Today, I feel great. I’m back on the ball at PT, where I can now pedal forward on the stationary bike for a full ten minutes, cheerful once again at home, sleeping well. Well, aside from my achey knee, which still wakes me up from time to time, but I’ve been oxycodone-free for a week now. Life is good again, full of promise. I should be back at the air museum in a couple of weeks, and riding my bike in no time.

But if you think I’m in a big hurry to get my second knee replaced, think again. I had no idea surgery was so risky these days. Tell you what, if you’re considering elective surgery, don’t do it if you absolutely don’t need it. The longer you stay in hospital … the longer you’ll stay in hospital.

*Okay, one story: I once led a four-ship of F-15s from Soesterberg AB in the Netherlands across the Atlantic and down the east coast to Eglin AFB in Florida. It was about a ten-hour flight, with two air refueling tankers to escort us and keep our tanks topped off. You can’t fly that long without peeing; I filled three bags during the flight. When we took off we each had a box lunch containing sandwiches and cans of juice. I don’t know where the other guys stowed their full piddle packs, but I put mine inside my now-empty lunch box and shoved it to the back of the right console, where it sat on top of the map case.

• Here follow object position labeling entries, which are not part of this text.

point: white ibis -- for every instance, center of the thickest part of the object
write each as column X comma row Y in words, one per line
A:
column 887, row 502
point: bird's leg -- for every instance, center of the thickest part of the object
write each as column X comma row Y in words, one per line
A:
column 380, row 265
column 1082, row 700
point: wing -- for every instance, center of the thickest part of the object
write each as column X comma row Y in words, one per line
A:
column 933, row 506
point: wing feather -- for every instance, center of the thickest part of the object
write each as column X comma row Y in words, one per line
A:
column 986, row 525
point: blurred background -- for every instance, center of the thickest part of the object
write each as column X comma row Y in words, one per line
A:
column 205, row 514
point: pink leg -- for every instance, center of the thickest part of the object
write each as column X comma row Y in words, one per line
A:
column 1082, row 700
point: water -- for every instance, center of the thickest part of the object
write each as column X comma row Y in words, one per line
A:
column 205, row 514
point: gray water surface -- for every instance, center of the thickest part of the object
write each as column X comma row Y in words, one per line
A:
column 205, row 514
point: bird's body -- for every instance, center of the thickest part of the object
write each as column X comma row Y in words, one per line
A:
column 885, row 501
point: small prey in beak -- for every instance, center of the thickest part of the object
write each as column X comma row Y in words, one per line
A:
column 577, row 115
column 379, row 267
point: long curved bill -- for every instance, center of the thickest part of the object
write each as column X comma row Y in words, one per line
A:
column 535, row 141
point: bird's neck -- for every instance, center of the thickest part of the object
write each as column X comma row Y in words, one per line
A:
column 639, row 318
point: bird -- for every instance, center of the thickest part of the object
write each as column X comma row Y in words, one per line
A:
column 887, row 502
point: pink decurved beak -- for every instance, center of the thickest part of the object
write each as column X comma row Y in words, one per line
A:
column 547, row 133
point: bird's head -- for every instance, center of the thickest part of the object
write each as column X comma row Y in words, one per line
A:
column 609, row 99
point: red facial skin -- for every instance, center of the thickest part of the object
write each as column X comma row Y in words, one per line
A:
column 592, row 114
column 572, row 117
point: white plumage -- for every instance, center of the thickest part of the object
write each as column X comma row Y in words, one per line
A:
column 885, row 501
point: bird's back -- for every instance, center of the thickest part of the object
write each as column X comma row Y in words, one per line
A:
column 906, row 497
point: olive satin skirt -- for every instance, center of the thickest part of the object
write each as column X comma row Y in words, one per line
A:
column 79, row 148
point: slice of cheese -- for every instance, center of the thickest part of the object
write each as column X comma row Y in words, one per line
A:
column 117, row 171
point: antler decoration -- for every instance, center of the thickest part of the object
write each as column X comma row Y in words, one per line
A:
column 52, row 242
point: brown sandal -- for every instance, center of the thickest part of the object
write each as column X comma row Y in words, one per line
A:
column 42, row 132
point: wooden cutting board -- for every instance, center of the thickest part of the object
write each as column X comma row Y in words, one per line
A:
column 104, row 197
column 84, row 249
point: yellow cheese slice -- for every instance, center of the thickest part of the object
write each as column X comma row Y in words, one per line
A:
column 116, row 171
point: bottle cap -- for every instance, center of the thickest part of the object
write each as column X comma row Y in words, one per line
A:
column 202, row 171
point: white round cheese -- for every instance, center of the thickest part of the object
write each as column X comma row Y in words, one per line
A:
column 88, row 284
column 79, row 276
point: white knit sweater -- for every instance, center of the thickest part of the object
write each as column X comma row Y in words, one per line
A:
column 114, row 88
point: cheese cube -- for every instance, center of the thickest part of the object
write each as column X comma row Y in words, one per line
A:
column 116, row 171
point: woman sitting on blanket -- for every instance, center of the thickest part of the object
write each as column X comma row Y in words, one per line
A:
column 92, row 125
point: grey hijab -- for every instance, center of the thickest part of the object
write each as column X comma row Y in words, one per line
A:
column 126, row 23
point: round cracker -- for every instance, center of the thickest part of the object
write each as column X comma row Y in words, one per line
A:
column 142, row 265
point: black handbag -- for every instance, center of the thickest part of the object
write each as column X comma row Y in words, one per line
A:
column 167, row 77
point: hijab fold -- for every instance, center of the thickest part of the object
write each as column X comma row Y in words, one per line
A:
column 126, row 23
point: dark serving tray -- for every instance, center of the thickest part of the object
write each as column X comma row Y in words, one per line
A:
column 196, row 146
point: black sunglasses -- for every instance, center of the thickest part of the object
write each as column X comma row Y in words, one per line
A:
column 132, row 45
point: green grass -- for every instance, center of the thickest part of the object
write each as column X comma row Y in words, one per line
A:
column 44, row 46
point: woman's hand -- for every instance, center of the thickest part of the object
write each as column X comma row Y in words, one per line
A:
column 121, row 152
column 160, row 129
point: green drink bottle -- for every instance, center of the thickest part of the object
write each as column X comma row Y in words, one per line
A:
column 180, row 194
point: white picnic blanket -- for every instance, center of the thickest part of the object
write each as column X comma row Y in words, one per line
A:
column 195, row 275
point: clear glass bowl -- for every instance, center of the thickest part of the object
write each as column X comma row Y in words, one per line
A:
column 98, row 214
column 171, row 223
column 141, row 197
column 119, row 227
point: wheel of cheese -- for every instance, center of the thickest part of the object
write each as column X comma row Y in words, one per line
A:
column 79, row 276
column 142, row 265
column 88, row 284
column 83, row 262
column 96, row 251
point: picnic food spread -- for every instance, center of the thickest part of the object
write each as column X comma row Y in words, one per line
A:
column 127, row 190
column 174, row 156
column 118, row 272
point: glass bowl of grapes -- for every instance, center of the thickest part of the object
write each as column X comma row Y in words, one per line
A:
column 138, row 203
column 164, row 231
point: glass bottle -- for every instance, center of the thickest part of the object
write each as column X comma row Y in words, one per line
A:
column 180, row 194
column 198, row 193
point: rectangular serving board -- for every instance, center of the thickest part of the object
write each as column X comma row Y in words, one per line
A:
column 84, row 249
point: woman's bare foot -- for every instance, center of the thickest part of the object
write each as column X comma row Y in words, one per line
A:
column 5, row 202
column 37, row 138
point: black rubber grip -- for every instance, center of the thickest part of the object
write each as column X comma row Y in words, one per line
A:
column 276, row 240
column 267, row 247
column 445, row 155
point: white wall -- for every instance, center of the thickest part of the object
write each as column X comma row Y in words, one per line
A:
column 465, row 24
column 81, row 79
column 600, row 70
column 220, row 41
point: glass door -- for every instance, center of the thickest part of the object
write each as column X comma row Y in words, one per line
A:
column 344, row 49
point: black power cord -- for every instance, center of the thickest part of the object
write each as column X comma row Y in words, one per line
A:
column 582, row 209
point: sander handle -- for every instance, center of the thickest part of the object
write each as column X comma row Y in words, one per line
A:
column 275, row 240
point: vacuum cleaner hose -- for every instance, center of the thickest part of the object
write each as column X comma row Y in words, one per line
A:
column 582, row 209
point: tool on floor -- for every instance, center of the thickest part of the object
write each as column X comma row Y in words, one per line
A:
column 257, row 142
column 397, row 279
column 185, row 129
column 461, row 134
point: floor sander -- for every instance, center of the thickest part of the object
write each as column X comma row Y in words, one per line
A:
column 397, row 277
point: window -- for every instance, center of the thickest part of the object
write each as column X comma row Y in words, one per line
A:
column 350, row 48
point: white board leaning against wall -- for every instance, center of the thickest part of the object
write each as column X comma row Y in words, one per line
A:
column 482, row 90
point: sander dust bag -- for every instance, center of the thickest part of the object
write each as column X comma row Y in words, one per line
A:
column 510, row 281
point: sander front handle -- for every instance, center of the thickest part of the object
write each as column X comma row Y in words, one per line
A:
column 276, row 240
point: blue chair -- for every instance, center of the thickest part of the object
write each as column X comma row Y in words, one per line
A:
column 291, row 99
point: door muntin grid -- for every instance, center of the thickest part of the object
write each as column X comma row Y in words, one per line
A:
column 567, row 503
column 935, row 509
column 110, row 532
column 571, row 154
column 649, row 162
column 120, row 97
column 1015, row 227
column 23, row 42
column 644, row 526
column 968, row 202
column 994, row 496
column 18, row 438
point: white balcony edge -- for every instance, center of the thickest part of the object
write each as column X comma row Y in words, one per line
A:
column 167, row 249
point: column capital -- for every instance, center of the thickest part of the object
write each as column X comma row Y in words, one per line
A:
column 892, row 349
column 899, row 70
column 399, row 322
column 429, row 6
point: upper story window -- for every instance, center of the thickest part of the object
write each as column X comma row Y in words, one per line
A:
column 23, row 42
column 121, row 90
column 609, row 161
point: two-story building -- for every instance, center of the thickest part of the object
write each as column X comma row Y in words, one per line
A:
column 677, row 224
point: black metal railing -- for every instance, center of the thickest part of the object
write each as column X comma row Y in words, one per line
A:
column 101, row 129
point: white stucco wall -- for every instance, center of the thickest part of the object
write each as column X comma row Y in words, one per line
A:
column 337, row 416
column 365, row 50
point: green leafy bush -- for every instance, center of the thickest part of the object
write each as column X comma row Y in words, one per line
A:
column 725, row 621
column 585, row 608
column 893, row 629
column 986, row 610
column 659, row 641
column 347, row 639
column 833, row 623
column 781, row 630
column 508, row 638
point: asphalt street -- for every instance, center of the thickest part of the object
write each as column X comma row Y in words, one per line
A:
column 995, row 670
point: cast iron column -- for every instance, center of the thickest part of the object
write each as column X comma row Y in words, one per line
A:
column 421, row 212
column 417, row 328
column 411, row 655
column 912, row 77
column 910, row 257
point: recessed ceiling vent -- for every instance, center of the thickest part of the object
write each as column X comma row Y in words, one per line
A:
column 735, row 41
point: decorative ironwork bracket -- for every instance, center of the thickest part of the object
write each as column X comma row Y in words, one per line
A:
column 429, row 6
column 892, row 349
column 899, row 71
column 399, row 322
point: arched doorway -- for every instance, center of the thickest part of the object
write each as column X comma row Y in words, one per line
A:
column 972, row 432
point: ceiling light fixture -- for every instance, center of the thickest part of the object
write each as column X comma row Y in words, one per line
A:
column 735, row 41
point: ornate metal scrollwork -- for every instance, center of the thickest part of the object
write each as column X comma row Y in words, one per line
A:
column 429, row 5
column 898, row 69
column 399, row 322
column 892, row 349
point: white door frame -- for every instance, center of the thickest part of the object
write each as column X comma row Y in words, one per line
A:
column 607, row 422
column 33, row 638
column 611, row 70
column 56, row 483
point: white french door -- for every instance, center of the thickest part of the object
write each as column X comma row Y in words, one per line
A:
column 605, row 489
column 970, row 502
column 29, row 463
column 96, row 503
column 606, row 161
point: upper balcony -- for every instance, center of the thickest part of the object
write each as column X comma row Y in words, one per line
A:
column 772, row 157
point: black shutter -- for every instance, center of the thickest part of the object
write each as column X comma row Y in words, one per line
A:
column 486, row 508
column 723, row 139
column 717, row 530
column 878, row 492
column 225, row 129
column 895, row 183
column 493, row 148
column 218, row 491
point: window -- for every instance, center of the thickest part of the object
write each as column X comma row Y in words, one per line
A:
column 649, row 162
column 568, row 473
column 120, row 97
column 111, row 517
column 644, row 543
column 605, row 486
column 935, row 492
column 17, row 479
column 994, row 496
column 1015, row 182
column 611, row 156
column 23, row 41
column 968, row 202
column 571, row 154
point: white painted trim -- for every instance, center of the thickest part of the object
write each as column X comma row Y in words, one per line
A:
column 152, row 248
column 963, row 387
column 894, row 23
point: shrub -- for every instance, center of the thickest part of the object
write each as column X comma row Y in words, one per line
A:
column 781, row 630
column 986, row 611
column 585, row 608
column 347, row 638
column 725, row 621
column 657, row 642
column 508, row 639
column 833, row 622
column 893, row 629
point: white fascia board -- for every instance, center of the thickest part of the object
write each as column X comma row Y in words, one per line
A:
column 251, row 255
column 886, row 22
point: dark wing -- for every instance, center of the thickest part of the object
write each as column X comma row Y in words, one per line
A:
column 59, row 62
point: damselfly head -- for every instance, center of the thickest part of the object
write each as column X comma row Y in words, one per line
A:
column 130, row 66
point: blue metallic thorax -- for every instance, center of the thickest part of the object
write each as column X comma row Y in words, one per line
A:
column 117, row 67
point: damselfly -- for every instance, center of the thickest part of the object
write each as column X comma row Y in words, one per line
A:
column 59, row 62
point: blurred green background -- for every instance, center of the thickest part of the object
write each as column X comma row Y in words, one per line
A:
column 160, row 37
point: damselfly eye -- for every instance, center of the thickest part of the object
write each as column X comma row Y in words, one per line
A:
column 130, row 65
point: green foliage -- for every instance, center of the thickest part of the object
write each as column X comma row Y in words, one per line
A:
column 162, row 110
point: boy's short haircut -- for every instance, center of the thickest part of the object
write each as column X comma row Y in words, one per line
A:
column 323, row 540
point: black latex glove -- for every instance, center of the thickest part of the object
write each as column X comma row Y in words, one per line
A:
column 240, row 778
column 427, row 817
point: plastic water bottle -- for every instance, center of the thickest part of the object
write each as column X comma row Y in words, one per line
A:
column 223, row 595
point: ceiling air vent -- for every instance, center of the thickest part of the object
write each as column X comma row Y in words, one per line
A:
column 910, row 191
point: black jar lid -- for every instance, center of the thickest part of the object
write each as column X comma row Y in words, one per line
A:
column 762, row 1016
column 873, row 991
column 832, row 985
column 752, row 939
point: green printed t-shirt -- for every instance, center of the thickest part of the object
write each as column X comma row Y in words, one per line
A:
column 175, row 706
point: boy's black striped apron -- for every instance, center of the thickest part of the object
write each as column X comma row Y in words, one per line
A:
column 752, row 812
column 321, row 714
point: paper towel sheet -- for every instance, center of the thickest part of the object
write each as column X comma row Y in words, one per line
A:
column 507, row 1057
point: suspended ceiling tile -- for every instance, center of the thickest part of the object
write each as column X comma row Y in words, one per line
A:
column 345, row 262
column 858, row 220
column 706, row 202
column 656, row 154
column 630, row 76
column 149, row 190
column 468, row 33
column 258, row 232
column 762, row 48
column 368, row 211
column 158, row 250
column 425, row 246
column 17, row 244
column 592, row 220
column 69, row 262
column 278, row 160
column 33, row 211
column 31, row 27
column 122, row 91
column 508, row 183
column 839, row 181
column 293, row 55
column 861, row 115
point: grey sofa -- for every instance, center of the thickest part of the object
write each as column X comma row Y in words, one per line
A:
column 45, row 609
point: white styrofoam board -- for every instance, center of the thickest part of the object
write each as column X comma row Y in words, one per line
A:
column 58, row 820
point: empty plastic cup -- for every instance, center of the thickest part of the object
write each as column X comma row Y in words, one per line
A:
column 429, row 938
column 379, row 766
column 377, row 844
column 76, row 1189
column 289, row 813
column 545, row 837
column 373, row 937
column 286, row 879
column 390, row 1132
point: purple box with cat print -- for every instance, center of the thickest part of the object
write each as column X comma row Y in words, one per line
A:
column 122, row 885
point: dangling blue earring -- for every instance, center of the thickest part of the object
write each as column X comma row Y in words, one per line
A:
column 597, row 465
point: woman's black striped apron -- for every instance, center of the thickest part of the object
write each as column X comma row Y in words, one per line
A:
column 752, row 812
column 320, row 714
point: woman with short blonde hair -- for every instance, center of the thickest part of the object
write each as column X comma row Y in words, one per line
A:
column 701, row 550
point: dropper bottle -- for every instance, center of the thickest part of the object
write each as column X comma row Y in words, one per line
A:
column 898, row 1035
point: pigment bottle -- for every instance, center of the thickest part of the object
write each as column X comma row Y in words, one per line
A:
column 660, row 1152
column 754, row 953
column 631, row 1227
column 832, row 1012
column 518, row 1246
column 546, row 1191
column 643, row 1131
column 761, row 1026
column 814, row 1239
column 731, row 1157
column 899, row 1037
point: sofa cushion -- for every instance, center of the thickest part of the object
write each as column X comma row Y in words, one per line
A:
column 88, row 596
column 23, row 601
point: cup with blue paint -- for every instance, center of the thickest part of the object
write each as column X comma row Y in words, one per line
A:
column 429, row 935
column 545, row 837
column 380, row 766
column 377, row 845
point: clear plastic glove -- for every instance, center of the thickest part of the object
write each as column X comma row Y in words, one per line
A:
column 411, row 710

When we landed at Eglin we had to clear customs. Ground control directed us to stay in our cockpits, engines running and canopies down, until the US Customs inspectors arrived. We tried to comply but it was a hot Florida day, maybe 90 degrees and 90 percent humidity, and we were all wearing poopie suits (full-body watertight rubber suits designed to keep us alive one or two minutes longer than we’d otherwise survive should we have to bail out into frigid North Atlantic waters) under our flight suits. We were starting to sweat ourselves to death. After waiting five minutes with no customs truck in sight, I signaled my wingmen to open canopies, shut down, and deplane. Each of us went directly to the shade under our wings, where we stripped off our boots and flight suits, then peeled off our poopie suits, then zipped ourselves back into our flight suits. And that’s when the customs truck finally pulled up. Two enraged agents jumped out and started yelling at us. I said, yell at me, I’m the flight lead and I told my guys to get out. So they yelled at me for a while. And then one of them shinnied up the crew ladder to my cockpit and climbed back down with a box in his hand. “What’s this?” he demanded, as he opened the lid and pulled out one of the bags. As soon as he realized what it was he dropped it to the ramp, along with the box and the two remaining bags. Lord, it was hard keeping a straight face.

They asked us a few questions, cleared us, and left. They didn’t go back up any crew ladders to look into the large spaces behind each of our ejection seats. Which were stuffed with Dutch cheese and bottles of German wine.

Obviously this story begs a follow-on question: what do fighter pilots do when they have to shit? Answer: they don’t.